Predicting bug-fixing time: A replication study using an open source software project
|Title||Predicting bug-fixing time: A replication study using an open source software project|
|Publication Type||Journal Article|
|Year of Publication||2017|
|Authors||Akbarinasaji, Shirin, Caglayan Bora, and Bener Ayse|
|Secondary Title||Journal of Systems and Software|
|Keywords||Replication study; Bug fixing time; Effort estimation; Software maintainability; Deferred bugs|
Background: On projects with tight schedules and limited budgets, it may not be possible to resolve all known bugs before the next release. Estimates of the time required to fix known bugs (the “bug fixing time”) would assist managers in allocating bug fixing resources when faced with a high volume of bug reports.

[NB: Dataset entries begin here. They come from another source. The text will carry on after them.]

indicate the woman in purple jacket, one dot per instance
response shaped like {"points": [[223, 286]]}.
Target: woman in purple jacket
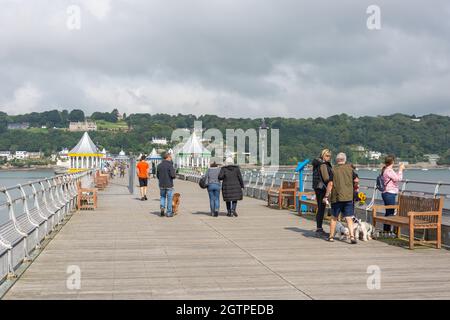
{"points": [[391, 180]]}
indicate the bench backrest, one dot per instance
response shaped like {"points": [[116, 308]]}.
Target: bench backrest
{"points": [[288, 185], [419, 204]]}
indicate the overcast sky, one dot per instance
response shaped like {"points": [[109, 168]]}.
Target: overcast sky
{"points": [[235, 58]]}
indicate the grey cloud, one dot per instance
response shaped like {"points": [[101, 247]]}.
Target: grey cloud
{"points": [[232, 58]]}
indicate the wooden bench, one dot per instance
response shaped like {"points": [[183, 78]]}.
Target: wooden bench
{"points": [[87, 198], [100, 180], [309, 203], [414, 213], [282, 195]]}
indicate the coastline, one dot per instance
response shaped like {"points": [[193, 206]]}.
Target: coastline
{"points": [[31, 168]]}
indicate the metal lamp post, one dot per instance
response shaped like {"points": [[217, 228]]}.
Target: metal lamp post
{"points": [[263, 137]]}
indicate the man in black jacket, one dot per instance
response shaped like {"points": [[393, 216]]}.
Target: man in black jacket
{"points": [[165, 174], [322, 175]]}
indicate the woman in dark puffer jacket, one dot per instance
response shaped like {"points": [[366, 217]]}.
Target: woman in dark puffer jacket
{"points": [[232, 185]]}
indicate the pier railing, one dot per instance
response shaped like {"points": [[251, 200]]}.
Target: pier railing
{"points": [[31, 212], [257, 184]]}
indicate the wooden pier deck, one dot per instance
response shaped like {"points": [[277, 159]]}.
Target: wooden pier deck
{"points": [[126, 251]]}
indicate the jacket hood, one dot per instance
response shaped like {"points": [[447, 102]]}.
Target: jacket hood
{"points": [[316, 162]]}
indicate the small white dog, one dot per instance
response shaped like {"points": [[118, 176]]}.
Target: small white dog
{"points": [[363, 230], [342, 231]]}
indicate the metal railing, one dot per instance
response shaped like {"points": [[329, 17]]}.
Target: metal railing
{"points": [[30, 213], [257, 184]]}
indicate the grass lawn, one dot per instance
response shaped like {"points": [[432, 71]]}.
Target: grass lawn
{"points": [[105, 125]]}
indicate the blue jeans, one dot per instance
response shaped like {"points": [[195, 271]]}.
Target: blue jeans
{"points": [[214, 197], [166, 192], [389, 199]]}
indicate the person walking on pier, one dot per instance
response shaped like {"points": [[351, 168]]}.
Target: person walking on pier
{"points": [[142, 173], [212, 180], [165, 173], [391, 180], [340, 188], [322, 175], [153, 169], [232, 186]]}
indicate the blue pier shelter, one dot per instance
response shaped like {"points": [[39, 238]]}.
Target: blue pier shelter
{"points": [[300, 168]]}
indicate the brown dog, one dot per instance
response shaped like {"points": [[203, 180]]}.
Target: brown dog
{"points": [[175, 203]]}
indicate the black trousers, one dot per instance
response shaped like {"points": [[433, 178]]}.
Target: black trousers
{"points": [[320, 194]]}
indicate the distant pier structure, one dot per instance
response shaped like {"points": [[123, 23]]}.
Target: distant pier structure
{"points": [[85, 155]]}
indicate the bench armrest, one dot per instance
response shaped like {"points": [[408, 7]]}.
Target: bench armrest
{"points": [[305, 193], [377, 207], [87, 189], [423, 213]]}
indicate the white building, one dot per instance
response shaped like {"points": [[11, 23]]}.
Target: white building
{"points": [[432, 158], [374, 155], [20, 155], [192, 154], [85, 155], [7, 155], [161, 141], [35, 155], [83, 126]]}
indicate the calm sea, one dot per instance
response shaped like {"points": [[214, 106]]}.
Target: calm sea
{"points": [[10, 177]]}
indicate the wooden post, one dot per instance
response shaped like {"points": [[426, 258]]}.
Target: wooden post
{"points": [[411, 232]]}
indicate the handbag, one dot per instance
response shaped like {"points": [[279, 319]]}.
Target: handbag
{"points": [[203, 183]]}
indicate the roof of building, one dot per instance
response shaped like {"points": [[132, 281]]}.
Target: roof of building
{"points": [[193, 146], [85, 145], [154, 155]]}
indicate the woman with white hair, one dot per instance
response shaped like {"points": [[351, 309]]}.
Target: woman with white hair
{"points": [[232, 185]]}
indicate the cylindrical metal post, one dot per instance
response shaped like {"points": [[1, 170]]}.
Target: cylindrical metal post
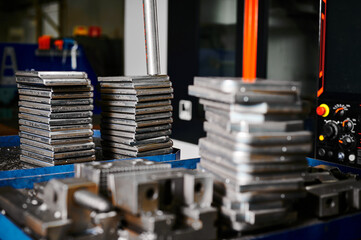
{"points": [[151, 36]]}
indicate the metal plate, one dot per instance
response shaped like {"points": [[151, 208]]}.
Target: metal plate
{"points": [[135, 98], [239, 157], [53, 142], [134, 79], [59, 134], [241, 97], [284, 149], [58, 148], [44, 113], [137, 85], [52, 74], [132, 142], [65, 89], [234, 117], [37, 162], [52, 95], [133, 136], [43, 153], [260, 138], [50, 108], [233, 84], [135, 130], [55, 122], [136, 117], [137, 92], [138, 124], [251, 127], [54, 128], [137, 105], [137, 111], [116, 152], [138, 148], [244, 182], [260, 108], [253, 167], [54, 102]]}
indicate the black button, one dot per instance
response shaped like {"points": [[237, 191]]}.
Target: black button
{"points": [[321, 152]]}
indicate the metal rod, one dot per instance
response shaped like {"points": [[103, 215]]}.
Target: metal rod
{"points": [[151, 36]]}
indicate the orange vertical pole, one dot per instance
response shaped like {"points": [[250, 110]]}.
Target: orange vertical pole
{"points": [[250, 30]]}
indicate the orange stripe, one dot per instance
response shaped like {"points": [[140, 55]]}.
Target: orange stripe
{"points": [[250, 30]]}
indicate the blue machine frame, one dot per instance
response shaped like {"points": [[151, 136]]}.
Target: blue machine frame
{"points": [[344, 227]]}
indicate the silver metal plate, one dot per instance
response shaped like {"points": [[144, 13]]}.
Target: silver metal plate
{"points": [[137, 118], [52, 74], [259, 108], [131, 104], [58, 155], [59, 134], [59, 148], [54, 128], [53, 142], [233, 84], [51, 108], [37, 162], [260, 182], [137, 85], [65, 89], [234, 117], [241, 97], [138, 148], [55, 102], [132, 142], [80, 156], [137, 111], [55, 122], [284, 149], [52, 95], [135, 98], [260, 138], [116, 152], [137, 92], [138, 124], [149, 78], [62, 115], [251, 127], [135, 130], [133, 136], [239, 157]]}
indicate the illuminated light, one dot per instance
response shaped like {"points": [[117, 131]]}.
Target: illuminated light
{"points": [[323, 110]]}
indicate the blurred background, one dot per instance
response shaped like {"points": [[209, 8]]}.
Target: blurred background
{"points": [[197, 38]]}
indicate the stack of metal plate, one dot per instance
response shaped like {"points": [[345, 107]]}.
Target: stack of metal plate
{"points": [[55, 118], [255, 147], [136, 116]]}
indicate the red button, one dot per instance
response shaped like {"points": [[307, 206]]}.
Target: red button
{"points": [[320, 111]]}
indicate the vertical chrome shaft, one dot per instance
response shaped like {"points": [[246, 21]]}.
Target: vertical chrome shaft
{"points": [[151, 36]]}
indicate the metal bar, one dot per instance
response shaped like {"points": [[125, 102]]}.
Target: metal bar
{"points": [[151, 36]]}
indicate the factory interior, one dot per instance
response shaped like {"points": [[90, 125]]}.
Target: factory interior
{"points": [[180, 119]]}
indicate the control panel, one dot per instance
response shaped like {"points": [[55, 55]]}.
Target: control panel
{"points": [[338, 133]]}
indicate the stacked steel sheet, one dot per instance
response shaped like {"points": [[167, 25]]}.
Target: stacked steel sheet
{"points": [[136, 116], [55, 118], [255, 147]]}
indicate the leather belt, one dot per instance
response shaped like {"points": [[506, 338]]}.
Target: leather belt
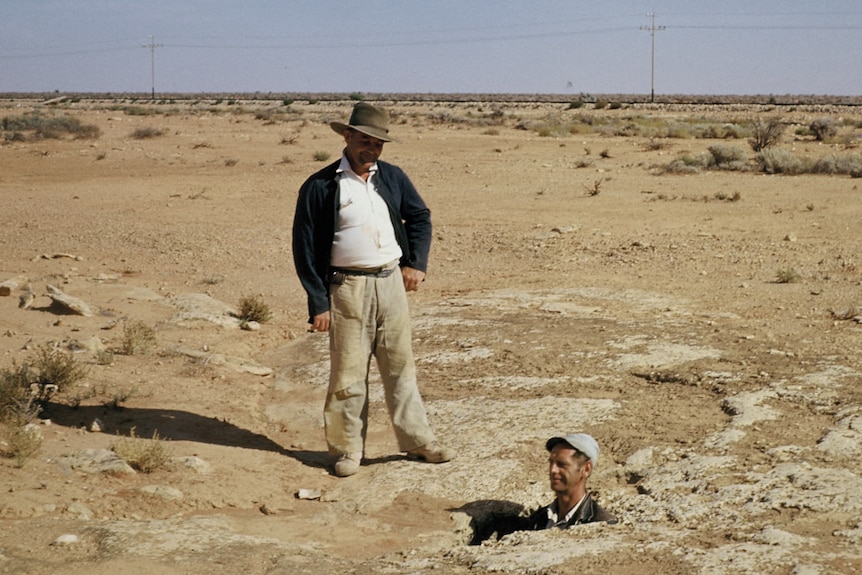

Aim: In this work, we aim to replicate a model for predicting bug fixing time with open source data from Bugzilla Firefox.
Method: To perform the replication study, we follow the replication guidelines put forth by Carver [J. C. Carver, Towards reporting guidelines for experimental replications: a proposal, in: 1st International Workshop on Replication in Empirical Software Engineering, 2010.]. Similar to the original study, we apply a Markov-based model to predict the number of bugs that can be fixed monthly. In addition, we employ Monte-Carlo simulation to predict the total fixing time for a given number of bugs. We then use the k-nearest neighbors algorithm to classify fixing times into slow and fast.
Result: The results of the replicated study on Firefox are consistent with those of the original study. The results show that there are similarities in the bug handling behaviour of both systems.
Conclusion: We conclude that the model that estimates the bug fixing time is robust enough to be generalized, and we can rely on this model for our future research.